À l’automne dernier, le public marocain découvrait My Land, le documentaire de Nabil Ayouch sur le conflit israélo-palestinien. Même si le réalisateur constatait que le cinéma ne pouvait pas changer le monde, son rôle de passeur donnait à voir une vérité, galvaudée par les médias, de cette terre “promise”. Nabil Ayouch tendait alors le micro à ceux que l’on entend jamais : réfugiés palestiniens “qui n’ont rien oublié” et jeunes Israéliens “auxquels il manque la mémoire”.

Un besoin de partage

To My Land prolonge ce travail de mémoire, du Liban à Israël, en passant par la Cisjordanie occupée. Nabil Ayouch souhaite montrer, gratuitement aux internautes, des séquences qui ne figurent pas dans My Land.

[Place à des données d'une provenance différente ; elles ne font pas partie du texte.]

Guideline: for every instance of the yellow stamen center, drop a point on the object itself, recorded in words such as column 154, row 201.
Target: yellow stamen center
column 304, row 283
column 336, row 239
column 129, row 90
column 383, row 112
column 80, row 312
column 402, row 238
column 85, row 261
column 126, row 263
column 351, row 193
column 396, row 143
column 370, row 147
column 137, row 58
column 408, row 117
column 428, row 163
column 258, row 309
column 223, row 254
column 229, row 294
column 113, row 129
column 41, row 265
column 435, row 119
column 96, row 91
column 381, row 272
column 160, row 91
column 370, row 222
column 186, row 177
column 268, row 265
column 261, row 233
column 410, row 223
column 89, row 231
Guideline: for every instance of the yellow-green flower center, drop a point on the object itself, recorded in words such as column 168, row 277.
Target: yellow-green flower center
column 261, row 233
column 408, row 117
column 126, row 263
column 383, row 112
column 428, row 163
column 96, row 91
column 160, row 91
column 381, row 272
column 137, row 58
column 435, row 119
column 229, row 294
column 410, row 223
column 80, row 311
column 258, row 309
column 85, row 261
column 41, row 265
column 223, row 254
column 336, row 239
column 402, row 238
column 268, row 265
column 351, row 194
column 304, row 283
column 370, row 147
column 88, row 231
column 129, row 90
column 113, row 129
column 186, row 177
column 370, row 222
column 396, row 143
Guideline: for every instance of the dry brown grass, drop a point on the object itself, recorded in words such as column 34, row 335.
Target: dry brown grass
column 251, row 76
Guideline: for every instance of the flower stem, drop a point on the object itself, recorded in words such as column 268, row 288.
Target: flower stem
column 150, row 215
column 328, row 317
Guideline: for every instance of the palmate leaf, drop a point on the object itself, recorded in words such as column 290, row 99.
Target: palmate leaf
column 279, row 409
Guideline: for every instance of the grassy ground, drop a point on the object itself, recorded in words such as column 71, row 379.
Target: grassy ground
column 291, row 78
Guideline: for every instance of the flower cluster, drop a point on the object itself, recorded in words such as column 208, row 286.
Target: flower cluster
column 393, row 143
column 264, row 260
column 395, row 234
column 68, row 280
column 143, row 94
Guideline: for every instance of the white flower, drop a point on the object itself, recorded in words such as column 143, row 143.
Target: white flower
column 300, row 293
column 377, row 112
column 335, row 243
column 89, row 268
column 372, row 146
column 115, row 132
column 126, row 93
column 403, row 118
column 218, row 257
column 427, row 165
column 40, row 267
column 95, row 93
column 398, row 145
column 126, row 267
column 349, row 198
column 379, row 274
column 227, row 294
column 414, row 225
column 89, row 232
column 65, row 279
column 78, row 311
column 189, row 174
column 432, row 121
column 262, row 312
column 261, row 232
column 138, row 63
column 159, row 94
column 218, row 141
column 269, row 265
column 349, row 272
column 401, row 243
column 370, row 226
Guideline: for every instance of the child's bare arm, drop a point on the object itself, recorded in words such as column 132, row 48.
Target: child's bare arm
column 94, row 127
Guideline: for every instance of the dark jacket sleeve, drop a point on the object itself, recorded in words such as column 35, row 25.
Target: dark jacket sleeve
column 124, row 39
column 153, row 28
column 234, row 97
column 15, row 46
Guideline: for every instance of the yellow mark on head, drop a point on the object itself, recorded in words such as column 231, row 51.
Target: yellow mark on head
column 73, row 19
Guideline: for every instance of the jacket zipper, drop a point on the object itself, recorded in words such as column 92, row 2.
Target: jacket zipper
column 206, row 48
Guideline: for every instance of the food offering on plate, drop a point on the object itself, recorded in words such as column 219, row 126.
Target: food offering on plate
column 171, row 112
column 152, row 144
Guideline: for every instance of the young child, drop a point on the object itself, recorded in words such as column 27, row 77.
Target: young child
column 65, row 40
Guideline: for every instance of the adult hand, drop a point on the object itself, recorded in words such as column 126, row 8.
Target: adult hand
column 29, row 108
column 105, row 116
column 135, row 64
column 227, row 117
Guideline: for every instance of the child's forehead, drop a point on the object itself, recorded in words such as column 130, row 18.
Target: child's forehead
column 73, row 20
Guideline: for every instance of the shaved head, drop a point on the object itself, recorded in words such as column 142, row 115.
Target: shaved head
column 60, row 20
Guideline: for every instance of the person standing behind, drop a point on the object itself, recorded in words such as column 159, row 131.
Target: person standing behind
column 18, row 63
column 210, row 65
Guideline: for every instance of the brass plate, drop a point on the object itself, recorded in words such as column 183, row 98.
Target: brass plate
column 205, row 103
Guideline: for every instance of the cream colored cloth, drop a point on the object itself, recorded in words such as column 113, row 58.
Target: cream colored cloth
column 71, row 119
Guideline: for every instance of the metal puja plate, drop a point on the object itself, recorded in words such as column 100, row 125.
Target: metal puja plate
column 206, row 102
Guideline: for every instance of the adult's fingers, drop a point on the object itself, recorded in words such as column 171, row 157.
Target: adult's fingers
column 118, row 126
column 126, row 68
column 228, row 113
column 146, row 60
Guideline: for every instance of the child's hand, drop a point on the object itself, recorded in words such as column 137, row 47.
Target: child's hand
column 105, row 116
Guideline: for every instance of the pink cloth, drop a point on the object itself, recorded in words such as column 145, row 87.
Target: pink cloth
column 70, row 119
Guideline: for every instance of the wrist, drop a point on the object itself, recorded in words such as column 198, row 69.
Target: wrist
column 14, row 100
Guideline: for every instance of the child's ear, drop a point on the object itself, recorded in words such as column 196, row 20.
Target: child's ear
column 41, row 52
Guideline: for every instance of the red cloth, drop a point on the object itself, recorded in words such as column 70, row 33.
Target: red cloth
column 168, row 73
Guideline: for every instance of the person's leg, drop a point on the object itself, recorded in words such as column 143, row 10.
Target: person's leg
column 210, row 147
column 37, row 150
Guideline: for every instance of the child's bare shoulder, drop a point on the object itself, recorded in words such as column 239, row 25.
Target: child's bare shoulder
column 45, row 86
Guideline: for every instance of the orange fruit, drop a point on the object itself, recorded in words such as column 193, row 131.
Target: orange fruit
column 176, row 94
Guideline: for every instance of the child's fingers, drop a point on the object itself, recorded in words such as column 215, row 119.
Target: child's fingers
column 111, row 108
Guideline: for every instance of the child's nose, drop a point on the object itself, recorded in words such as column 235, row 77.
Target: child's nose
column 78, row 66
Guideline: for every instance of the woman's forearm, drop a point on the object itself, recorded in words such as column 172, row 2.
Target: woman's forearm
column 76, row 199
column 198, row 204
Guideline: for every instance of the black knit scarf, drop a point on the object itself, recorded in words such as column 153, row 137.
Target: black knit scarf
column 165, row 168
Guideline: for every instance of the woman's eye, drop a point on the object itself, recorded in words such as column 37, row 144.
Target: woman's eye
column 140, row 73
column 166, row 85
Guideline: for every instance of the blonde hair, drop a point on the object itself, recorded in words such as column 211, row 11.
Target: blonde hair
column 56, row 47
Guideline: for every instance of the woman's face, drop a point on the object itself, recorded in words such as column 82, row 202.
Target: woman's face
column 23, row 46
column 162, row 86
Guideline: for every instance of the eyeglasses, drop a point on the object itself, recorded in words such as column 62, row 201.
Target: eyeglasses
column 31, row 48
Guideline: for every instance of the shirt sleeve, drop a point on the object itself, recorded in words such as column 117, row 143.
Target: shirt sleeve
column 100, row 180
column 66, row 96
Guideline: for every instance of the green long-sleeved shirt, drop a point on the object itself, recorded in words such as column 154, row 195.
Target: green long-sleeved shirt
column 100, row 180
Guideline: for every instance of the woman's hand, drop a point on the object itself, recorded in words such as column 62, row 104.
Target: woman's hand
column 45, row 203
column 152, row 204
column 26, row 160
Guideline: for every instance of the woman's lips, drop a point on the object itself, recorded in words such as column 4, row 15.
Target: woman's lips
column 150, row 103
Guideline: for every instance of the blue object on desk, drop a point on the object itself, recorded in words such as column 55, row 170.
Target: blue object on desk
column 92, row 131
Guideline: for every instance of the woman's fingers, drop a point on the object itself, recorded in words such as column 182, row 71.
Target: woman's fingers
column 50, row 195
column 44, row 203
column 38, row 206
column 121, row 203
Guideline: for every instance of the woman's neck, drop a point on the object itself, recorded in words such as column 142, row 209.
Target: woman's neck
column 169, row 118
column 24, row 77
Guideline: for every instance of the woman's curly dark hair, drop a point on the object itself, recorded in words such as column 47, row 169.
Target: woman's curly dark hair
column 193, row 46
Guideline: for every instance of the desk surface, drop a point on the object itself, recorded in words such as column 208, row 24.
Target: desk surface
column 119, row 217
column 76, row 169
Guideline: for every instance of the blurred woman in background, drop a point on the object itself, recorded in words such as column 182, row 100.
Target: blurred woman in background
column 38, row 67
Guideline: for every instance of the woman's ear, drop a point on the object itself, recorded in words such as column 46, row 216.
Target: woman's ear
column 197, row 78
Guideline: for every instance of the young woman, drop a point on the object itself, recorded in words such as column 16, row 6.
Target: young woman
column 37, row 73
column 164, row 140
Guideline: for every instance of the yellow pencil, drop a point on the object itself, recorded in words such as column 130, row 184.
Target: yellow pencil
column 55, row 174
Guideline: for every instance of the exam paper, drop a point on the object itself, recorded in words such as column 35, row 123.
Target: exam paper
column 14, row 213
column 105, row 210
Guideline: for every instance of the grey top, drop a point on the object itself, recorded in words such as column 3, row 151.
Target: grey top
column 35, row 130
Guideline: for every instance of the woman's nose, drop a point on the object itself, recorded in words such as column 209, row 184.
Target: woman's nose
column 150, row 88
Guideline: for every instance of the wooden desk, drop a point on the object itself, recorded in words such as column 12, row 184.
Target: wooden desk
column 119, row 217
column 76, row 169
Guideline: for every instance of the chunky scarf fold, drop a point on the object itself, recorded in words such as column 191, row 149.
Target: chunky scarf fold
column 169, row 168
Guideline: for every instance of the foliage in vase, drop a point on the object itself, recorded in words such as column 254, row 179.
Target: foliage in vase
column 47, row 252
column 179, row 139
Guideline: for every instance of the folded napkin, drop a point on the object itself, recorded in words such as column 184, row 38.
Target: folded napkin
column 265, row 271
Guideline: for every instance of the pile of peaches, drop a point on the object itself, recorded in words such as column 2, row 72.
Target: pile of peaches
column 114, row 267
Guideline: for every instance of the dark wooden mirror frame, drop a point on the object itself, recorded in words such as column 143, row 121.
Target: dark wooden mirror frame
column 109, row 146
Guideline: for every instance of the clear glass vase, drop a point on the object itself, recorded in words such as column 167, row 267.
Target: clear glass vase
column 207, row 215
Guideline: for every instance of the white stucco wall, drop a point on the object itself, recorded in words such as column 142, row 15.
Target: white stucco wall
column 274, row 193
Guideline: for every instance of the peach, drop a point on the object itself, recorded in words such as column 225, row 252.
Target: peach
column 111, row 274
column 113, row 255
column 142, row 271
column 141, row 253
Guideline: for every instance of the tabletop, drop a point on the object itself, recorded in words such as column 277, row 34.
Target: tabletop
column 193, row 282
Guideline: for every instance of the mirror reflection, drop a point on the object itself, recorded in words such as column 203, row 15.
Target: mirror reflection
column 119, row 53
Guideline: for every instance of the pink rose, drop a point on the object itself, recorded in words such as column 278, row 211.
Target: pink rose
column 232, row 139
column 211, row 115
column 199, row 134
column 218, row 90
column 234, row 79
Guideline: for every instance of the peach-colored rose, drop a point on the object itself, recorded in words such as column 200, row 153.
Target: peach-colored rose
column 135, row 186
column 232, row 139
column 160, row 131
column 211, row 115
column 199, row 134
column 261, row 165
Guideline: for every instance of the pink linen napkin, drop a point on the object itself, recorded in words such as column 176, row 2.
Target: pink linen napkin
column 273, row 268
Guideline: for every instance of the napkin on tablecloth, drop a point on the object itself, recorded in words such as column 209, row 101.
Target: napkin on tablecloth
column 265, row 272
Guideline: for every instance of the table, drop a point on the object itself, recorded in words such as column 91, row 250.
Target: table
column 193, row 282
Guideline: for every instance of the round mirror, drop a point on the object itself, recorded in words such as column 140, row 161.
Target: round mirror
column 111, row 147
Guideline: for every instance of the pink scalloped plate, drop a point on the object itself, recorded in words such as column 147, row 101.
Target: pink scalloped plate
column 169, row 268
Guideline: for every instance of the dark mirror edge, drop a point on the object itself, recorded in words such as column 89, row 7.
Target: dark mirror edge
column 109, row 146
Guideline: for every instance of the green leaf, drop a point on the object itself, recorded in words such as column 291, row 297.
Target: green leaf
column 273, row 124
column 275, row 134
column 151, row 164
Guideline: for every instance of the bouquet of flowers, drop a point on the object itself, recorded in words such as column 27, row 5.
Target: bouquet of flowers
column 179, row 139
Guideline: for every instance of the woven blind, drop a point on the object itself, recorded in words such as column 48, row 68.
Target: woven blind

Chapitré en 14 épisodes, comme un journal de bord, To My Land se picore par petits bouts ou se visionne d’une seule traite, avide que l’on est de découvrir de nouveaux points de vue, d’entendre de nouvelles paroles. Le tout dure 1 heure 30 ! Le spectateur trace, comme le cinéaste, sa route à travers ses chapitres, et cette invitation au voyage et à la vérité du Proche-Orient.

La multiplication des scènes des vies (partie de raquettes dans le camp de réfugiés palestiniens de Sabra et Chatila au Liban) et des visites de sites clés du conflit (la prison d’Al Khiam) nous plonge encore plus dans le quotidien de la région.